The head of Verizon's consumer business said that the operator's newest batch of unlimited pricing plans are primarily designed for 4G users, and that Verizon could launch different pricing options specific to 5G services in the next year or two.
Verizon's Ronan Dunne described the operator's new unlimited pricing options -- which stretch across five different plans -- as "really a 4G play today." He said the plans can be used by early adopters for 5G, "but from a scale point of view it's very much 4G."
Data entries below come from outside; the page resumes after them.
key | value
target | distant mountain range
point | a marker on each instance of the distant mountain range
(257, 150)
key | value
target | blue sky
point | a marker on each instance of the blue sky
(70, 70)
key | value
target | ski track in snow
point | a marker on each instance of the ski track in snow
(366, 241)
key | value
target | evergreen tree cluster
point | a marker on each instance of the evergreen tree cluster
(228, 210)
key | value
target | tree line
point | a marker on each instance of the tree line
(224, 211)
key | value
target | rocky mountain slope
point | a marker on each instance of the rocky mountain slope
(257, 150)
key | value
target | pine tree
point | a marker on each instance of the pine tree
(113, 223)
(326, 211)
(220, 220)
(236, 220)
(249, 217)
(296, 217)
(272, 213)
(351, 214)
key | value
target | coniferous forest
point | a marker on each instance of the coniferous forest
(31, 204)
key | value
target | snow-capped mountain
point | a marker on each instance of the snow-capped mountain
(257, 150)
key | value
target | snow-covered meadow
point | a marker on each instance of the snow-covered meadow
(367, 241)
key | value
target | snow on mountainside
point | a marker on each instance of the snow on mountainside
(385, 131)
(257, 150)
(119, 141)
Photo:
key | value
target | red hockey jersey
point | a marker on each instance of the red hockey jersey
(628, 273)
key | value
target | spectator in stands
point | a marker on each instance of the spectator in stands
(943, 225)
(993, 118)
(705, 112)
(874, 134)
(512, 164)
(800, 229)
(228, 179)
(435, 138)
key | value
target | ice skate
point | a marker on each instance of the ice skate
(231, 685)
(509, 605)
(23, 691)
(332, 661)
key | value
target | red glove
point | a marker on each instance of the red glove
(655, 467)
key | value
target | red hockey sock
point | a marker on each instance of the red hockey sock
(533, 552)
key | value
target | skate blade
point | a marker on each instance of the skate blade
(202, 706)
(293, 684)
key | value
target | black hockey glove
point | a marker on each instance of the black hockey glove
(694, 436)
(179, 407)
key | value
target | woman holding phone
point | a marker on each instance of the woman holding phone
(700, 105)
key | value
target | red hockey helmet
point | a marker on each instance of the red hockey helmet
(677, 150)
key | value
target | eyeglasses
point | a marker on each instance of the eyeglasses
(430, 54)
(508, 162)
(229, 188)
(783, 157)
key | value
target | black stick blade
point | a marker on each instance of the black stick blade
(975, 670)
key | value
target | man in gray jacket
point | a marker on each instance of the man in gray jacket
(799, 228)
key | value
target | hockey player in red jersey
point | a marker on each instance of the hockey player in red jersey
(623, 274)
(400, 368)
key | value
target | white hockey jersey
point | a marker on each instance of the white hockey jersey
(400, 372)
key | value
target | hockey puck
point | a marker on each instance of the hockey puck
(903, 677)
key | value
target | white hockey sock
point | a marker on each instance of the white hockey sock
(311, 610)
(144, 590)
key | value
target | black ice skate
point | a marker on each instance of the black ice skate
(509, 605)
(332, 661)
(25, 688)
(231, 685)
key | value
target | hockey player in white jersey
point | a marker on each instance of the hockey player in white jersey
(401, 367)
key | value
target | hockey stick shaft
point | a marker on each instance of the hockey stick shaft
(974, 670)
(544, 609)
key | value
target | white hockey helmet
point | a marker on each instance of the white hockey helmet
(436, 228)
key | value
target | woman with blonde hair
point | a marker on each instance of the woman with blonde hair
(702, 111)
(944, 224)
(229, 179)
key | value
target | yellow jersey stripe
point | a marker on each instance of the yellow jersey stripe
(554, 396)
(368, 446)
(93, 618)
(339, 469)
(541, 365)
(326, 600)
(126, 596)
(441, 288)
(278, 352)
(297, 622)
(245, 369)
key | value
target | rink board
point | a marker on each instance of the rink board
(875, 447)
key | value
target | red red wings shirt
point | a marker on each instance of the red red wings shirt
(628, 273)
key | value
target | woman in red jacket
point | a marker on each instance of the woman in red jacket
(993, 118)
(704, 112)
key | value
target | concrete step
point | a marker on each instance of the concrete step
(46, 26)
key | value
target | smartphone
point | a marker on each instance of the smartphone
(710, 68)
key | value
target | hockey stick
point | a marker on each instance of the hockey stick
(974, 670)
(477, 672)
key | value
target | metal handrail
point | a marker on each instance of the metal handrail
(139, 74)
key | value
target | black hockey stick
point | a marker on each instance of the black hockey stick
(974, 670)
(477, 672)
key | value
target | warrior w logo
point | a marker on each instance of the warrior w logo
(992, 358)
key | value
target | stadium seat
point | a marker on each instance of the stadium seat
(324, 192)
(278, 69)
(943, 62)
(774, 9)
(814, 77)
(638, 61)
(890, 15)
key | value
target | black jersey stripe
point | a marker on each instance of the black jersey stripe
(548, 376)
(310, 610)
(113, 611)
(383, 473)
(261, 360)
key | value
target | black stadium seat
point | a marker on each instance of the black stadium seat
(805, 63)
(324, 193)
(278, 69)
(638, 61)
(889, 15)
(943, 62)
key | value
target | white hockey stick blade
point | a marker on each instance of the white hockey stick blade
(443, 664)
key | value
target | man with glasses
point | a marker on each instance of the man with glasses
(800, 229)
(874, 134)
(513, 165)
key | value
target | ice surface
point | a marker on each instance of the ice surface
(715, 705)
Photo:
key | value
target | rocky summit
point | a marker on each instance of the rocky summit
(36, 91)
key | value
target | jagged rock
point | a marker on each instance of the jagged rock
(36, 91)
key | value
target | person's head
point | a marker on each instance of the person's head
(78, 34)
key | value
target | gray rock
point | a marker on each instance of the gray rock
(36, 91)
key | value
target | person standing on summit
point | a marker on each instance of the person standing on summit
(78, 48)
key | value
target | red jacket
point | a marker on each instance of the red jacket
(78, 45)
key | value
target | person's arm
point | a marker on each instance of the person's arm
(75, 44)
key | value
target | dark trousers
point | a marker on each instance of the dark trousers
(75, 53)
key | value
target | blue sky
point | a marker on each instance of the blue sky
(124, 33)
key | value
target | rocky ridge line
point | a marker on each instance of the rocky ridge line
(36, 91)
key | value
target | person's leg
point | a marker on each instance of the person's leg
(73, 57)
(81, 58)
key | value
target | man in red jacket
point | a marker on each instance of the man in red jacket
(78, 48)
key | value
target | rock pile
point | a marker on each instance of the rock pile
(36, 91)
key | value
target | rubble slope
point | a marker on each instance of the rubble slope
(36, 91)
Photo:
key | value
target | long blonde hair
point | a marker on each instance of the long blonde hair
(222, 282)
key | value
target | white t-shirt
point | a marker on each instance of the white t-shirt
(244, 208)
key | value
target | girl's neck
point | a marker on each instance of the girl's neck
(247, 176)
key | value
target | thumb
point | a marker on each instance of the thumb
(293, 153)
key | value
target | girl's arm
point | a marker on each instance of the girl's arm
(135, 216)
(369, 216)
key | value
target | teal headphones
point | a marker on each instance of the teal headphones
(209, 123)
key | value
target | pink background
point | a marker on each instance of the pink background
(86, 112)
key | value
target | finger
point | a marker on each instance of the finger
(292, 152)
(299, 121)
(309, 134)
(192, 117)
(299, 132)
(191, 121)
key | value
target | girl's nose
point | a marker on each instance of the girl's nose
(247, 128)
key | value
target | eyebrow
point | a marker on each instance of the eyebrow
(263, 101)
That will change, Dunne said, as Verizon builds out its 5G coverage footprint. "What we will see over the next 18 to 24 months is the delivery of distinct 5G experiences," he said during an appearance at an investor event today. "And honestly, whether that's a premium on the standard plan or whether it's specific, tailored plans, I can envisage for example a gamer's plan. I can envisage a day trader's plan, someone who wants to leverage ultra-low latency, certainty of access. So what might happen is some of the plan features will evolve, or it might be that some services will be B2B2C so that it will come with ultra-low latency when you buy an online gaming package from a third-party gaming company. So I think we'll see more evolution of the models."
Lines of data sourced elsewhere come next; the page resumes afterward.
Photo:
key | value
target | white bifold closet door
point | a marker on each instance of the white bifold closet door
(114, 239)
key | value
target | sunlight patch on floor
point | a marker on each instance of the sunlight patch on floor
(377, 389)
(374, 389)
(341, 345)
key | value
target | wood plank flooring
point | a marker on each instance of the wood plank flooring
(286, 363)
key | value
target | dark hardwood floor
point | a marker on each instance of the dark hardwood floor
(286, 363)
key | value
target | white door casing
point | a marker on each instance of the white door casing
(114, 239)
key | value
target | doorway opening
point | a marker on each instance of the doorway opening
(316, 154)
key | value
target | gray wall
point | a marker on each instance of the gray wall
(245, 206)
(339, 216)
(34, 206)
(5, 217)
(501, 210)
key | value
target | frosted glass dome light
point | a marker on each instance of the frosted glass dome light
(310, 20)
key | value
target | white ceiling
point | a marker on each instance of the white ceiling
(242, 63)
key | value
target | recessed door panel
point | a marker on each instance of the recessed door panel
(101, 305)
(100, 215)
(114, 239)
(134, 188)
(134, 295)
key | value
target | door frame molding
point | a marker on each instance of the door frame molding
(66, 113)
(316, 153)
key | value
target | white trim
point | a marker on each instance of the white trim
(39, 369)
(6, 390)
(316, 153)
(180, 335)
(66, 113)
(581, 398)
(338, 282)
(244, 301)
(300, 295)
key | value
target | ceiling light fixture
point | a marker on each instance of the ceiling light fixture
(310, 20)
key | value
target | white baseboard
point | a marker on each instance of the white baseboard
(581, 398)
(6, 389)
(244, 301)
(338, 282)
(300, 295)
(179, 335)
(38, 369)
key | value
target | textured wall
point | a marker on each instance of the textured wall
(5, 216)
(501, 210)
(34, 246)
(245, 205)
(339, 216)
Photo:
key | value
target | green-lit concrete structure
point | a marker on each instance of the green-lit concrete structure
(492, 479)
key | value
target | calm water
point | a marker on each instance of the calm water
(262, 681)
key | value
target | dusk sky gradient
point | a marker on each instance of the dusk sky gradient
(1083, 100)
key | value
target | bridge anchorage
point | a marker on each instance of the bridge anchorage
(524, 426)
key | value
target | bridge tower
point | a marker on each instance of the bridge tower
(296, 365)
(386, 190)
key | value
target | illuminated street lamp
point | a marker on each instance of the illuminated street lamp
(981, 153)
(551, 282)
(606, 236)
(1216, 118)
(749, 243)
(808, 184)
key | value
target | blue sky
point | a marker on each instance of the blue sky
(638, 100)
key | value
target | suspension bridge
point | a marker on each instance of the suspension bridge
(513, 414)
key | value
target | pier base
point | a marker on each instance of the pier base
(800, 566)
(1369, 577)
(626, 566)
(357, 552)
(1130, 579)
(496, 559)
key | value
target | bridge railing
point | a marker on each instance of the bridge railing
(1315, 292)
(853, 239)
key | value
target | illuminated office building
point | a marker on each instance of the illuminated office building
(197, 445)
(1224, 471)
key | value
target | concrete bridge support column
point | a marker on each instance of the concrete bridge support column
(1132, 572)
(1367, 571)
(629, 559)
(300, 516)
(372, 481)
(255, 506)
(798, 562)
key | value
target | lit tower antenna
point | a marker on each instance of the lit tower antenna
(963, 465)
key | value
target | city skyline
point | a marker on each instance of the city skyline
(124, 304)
Such comments dovetail with similar statements from executives at AT&T, who have hinted at the possibility of charging for 5G based on speeds.
Importantly, Dunne said one of the first 5G spaces that Verizon might invest in is the "live entertainment" space. He hinted at 5G technologies at stadiums that would allow attendees to view information about players on their phones via 5G-powered real time augmented reality -- essentially allowing fans to hold up their phone and see players' stats on top of live video from the venue. Already Verizon partner Intel has released a detailed white paper along these lines.
Cheaper 5G phones
And in terms of phones, Dunne acknowledged that Verizon's 5G lineup today sits squarely in the "premium" category (meaning, really expensive). He said that Verizon would offer a "significant" number of "mid price point" 5G phones in the early part of next year -- he said prices for those phones would sit around $800.
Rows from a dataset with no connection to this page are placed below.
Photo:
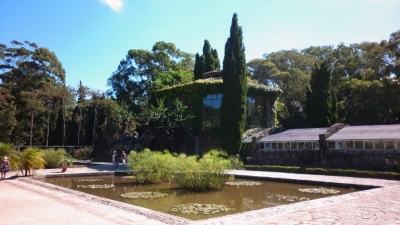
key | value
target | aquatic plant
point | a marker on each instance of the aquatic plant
(321, 190)
(207, 173)
(243, 183)
(143, 194)
(96, 186)
(196, 208)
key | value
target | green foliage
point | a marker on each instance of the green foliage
(208, 61)
(6, 149)
(151, 167)
(164, 121)
(134, 81)
(52, 157)
(30, 159)
(171, 78)
(192, 173)
(233, 106)
(319, 98)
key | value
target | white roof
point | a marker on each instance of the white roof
(378, 132)
(306, 134)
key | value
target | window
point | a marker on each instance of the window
(368, 144)
(389, 145)
(286, 145)
(339, 145)
(349, 144)
(211, 110)
(379, 145)
(358, 145)
(307, 145)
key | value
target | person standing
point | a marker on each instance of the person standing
(123, 157)
(115, 159)
(5, 166)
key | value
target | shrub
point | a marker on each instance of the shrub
(207, 173)
(192, 173)
(30, 159)
(6, 149)
(151, 167)
(82, 152)
(53, 158)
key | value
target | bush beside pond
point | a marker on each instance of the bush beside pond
(194, 173)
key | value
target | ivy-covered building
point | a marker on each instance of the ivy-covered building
(204, 98)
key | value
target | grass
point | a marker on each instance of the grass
(206, 173)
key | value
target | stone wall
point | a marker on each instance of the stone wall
(388, 160)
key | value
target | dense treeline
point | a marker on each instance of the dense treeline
(363, 77)
(38, 108)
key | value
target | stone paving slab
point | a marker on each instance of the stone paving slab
(380, 205)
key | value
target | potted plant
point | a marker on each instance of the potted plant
(65, 165)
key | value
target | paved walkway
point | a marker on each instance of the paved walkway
(27, 201)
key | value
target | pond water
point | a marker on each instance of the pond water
(236, 198)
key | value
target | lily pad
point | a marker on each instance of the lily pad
(96, 186)
(143, 194)
(243, 183)
(321, 190)
(196, 208)
(87, 180)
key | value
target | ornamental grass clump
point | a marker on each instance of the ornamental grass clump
(53, 157)
(205, 174)
(151, 167)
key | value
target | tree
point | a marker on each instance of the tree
(208, 61)
(133, 82)
(233, 106)
(27, 68)
(165, 123)
(33, 106)
(319, 98)
(7, 115)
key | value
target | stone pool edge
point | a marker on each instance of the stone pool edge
(246, 217)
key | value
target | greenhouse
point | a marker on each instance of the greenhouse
(293, 139)
(378, 137)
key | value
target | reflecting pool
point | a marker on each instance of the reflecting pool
(234, 198)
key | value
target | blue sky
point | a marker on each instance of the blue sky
(90, 37)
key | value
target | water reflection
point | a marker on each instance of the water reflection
(241, 198)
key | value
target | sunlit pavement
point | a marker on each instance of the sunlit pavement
(374, 206)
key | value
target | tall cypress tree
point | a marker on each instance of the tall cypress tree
(198, 67)
(319, 108)
(233, 106)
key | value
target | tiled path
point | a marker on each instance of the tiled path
(32, 202)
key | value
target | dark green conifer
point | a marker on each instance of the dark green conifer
(319, 101)
(233, 106)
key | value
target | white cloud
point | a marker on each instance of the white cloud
(115, 5)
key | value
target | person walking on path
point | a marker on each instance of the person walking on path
(123, 157)
(5, 166)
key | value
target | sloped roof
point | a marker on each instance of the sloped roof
(306, 134)
(367, 132)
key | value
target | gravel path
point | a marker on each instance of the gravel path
(27, 201)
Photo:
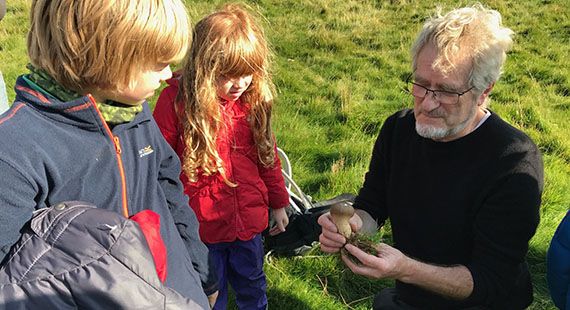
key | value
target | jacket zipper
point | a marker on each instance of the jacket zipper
(118, 152)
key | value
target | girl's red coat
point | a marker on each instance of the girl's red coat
(227, 213)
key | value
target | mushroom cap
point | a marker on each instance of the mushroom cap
(342, 208)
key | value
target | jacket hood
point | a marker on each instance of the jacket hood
(81, 112)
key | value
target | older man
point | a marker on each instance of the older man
(461, 187)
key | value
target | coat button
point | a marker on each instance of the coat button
(60, 206)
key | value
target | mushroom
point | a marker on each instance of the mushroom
(341, 212)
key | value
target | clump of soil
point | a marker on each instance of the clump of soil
(341, 213)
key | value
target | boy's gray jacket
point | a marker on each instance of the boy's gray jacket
(76, 256)
(55, 151)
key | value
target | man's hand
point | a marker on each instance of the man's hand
(212, 299)
(390, 262)
(454, 282)
(331, 241)
(281, 221)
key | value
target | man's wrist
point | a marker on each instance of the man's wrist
(406, 269)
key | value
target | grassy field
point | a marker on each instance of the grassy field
(339, 70)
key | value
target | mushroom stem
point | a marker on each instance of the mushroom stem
(340, 213)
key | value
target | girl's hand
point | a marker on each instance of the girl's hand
(281, 221)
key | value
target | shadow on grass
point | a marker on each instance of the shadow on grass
(279, 299)
(536, 259)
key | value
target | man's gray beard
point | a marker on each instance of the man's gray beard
(436, 133)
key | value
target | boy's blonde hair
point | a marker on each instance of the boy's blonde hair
(228, 42)
(473, 33)
(104, 43)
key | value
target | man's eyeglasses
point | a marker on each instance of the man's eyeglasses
(441, 96)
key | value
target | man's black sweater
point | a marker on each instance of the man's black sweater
(473, 201)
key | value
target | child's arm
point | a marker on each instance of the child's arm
(185, 219)
(275, 183)
(17, 202)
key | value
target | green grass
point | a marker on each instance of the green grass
(339, 68)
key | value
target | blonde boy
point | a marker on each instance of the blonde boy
(80, 128)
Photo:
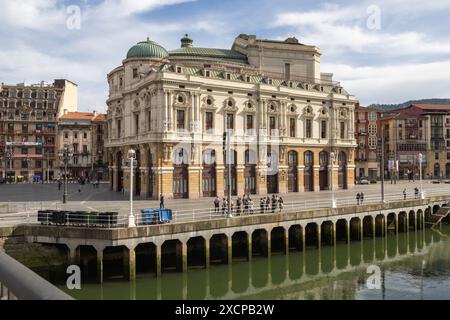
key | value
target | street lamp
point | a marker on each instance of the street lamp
(420, 175)
(131, 218)
(64, 156)
(333, 200)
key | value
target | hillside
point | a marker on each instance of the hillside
(388, 107)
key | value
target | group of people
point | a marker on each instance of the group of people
(273, 203)
(244, 205)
Finally, Dunne again addressed a nagging question about Verizon's 5G buildout strategy, which currently focuses on deploying small pockets of coverage in outdoor, downtown metro areas. Dunne explained that those are the areas where Verizon sees the most traffic, which is why the operator is deploying 5G in its millimeter-wave spectrum there first. But he reiterated that "we will have nationwide coverage of 5G," though he did not say when or how Verizon would expand its 5G footprint.